Are we to interpret these accounts as merely indicating that Zachary has a noticeable difficulty with syntax, and a noteworthy delay in comprehension development? The difficulty in interpretation is because, in scientific/technical reports, the word significant has a precise meaning:  it refers to statistical significance.

Statistically significant

Statistical significance is a measure of whether or not the result of an assessment (or experiment, or correlation between variables, and so on) could have occurred by chance. If it can be shown that the result is highly unlikely to have occurred by chance alone then the result is said to be statistically significant. Statistical tests are performed to determine whether or not results are statistically significant and they are an integral part of hypothesis testing.

Does ‘statistically significant’ mean important?

Suppose we found a statistically significant difference of one point in the average standard scores for reading comprehension between a group of 11-year-old children with dyspraxia and a group of 11-year-old children with no speech-language difficulties. Whilst this result may be of theoretical interest it really has no practical importance. In most classroom situations it is highly unlikely that a teacher would recognise any difference between the two groups, as the difference is so small as to be detectable only through statistical testing.

Effect of sample size

As a general rule, the larger the sample sizes the smaller the differences that can be detected and any differences shown to be statistically significant. Equally, a small difference between groups may be statistically significant within a large sample size of, for example, 200 but the same difference may not be statistically significant with a smaller sample size of 40. For large sample sizes then, small differences between groups may be detectable and shown to be statistically significant whereas, for small sample sizes, even large differences may not.

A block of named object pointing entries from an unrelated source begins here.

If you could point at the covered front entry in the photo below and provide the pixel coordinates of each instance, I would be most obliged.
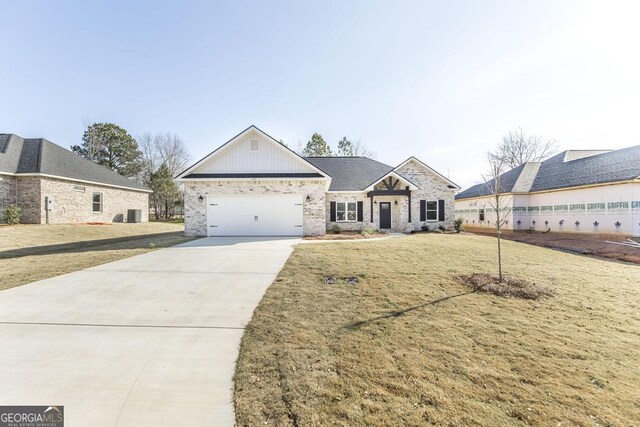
(254, 215)
(385, 215)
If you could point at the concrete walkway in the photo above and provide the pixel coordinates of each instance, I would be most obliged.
(148, 340)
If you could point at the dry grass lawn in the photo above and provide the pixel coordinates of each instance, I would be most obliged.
(411, 345)
(34, 252)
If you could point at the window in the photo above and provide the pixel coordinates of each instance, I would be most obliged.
(97, 202)
(432, 211)
(346, 211)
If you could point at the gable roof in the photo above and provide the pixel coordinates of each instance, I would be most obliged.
(188, 173)
(38, 156)
(450, 183)
(557, 173)
(351, 173)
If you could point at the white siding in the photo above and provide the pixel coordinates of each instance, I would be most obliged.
(270, 158)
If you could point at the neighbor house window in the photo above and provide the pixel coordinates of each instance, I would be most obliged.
(97, 202)
(346, 211)
(432, 211)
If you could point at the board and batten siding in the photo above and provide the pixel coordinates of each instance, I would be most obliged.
(604, 209)
(238, 158)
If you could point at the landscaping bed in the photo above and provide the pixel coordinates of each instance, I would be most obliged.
(409, 344)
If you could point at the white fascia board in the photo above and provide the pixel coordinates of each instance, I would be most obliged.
(238, 137)
(84, 181)
(429, 168)
(412, 186)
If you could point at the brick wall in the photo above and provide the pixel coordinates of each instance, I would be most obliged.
(7, 193)
(196, 212)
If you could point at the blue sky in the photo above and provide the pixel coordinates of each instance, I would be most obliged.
(439, 80)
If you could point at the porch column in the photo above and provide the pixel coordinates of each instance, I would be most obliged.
(371, 218)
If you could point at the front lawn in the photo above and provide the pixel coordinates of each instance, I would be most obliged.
(411, 345)
(34, 252)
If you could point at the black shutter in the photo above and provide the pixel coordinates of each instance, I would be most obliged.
(440, 210)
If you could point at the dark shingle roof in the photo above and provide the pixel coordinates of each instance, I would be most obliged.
(507, 181)
(618, 165)
(31, 156)
(555, 173)
(350, 173)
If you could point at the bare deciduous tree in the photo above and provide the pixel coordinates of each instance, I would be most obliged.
(518, 148)
(360, 149)
(498, 202)
(164, 153)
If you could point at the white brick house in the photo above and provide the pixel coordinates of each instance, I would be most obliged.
(253, 185)
(576, 191)
(52, 185)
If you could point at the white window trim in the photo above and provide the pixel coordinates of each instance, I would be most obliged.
(427, 210)
(346, 212)
(101, 202)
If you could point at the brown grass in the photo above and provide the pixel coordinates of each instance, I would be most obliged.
(34, 252)
(410, 345)
(509, 287)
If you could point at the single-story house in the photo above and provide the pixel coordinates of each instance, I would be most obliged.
(585, 191)
(254, 185)
(52, 185)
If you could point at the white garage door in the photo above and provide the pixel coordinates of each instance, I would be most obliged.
(254, 215)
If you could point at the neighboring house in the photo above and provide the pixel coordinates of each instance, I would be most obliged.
(53, 185)
(254, 185)
(575, 191)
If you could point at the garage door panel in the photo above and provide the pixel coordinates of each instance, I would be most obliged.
(255, 215)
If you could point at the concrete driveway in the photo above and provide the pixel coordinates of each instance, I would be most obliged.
(148, 340)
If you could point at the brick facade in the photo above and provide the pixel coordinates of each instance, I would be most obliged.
(72, 201)
(431, 187)
(195, 219)
(7, 193)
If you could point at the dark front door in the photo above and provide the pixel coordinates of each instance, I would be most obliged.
(385, 215)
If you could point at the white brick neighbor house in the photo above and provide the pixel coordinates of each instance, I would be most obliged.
(579, 191)
(53, 185)
(254, 185)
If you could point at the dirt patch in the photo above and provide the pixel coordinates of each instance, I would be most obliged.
(583, 244)
(510, 287)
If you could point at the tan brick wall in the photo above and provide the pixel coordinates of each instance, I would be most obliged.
(432, 187)
(196, 211)
(72, 202)
(7, 193)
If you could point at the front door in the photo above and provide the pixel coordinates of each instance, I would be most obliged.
(385, 215)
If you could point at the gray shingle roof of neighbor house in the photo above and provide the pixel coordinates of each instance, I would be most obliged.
(556, 173)
(40, 156)
(350, 173)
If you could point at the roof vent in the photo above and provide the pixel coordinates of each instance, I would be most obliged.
(571, 155)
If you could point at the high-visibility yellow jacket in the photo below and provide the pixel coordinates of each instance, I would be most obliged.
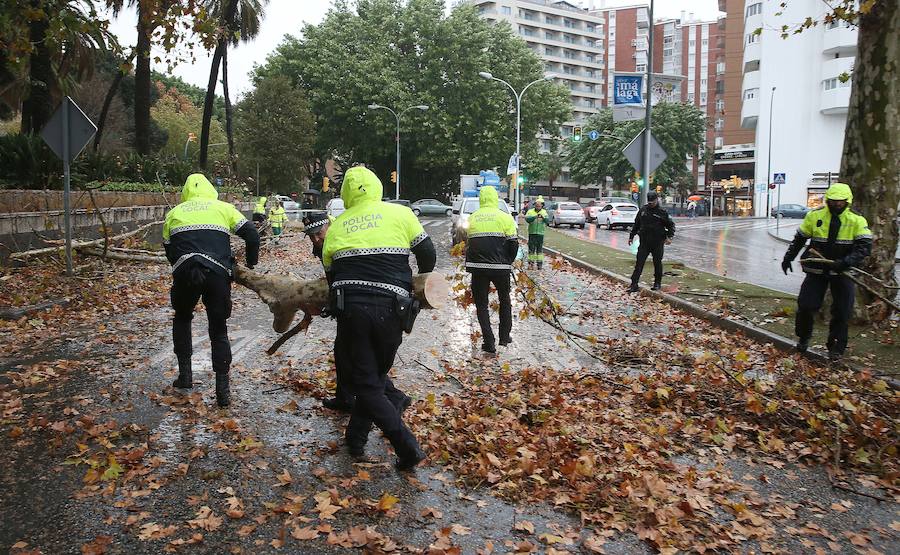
(277, 216)
(197, 231)
(849, 244)
(492, 242)
(368, 245)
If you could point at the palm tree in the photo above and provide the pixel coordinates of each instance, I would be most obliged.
(239, 22)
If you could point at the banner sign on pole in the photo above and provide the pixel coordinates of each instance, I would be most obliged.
(627, 89)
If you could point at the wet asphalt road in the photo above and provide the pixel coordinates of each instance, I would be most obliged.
(737, 248)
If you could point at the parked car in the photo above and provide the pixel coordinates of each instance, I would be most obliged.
(565, 213)
(289, 204)
(620, 214)
(335, 207)
(596, 205)
(431, 207)
(790, 211)
(459, 227)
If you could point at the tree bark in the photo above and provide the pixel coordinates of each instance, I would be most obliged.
(871, 157)
(38, 105)
(208, 102)
(228, 112)
(286, 294)
(107, 102)
(142, 83)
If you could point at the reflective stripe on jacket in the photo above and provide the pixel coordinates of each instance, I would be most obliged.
(277, 216)
(536, 226)
(369, 244)
(198, 230)
(492, 242)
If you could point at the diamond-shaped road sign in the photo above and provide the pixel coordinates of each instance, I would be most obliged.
(81, 130)
(633, 153)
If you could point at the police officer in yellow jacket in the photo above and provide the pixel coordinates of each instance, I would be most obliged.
(842, 236)
(491, 248)
(366, 259)
(196, 237)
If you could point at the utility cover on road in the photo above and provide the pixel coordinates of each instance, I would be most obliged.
(633, 153)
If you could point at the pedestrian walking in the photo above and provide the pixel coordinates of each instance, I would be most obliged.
(655, 229)
(259, 209)
(277, 217)
(842, 236)
(315, 225)
(536, 219)
(197, 243)
(366, 259)
(491, 248)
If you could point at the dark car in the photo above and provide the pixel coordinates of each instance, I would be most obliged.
(790, 211)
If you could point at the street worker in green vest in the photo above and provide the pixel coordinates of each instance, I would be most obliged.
(536, 219)
(491, 248)
(366, 260)
(259, 209)
(197, 239)
(277, 217)
(841, 236)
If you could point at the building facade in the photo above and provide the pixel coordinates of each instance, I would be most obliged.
(797, 83)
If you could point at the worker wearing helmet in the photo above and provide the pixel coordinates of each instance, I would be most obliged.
(841, 236)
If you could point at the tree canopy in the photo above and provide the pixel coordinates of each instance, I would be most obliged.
(400, 54)
(679, 128)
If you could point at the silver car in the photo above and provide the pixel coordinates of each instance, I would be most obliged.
(566, 213)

So, detecting a statistically significant difference between groups does not necessarily mean that either the difference is large or that it has practical importance.

Recommendation

Effective writing in the social sciences – whether technical reports, student assessments, academic essays, and so on – requires a level of specificity above that encountered in everyday, commonplace communications such as emails, letters to friends, notes to colleagues, and similar. As well as appropriate editorial control of the material, it is necessary to give due consideration to the terminology used and to ensure that this is as precise as possible. This article has highlighted the use of the term significant – commonly used in technical texts. In everyday, informal use, significant is typically interpreted as meaning important or noteworthy. However, in scientific/technical writing it has a highly specific meaning, referring to statistical significance.

In order to avoid confusion, therefore, I would recommend that the word significant is only used in scientific/technical texts when one needs to indicate that appropriate statistical tests have been performed in order to determine whether or not the results of assessments, experiments, and so on, are statistically significant. In this way, the informed reader will understand that the author has carried out the process of testing a hypothesis and arrived at reasoned, and appropriately supported, conclusions.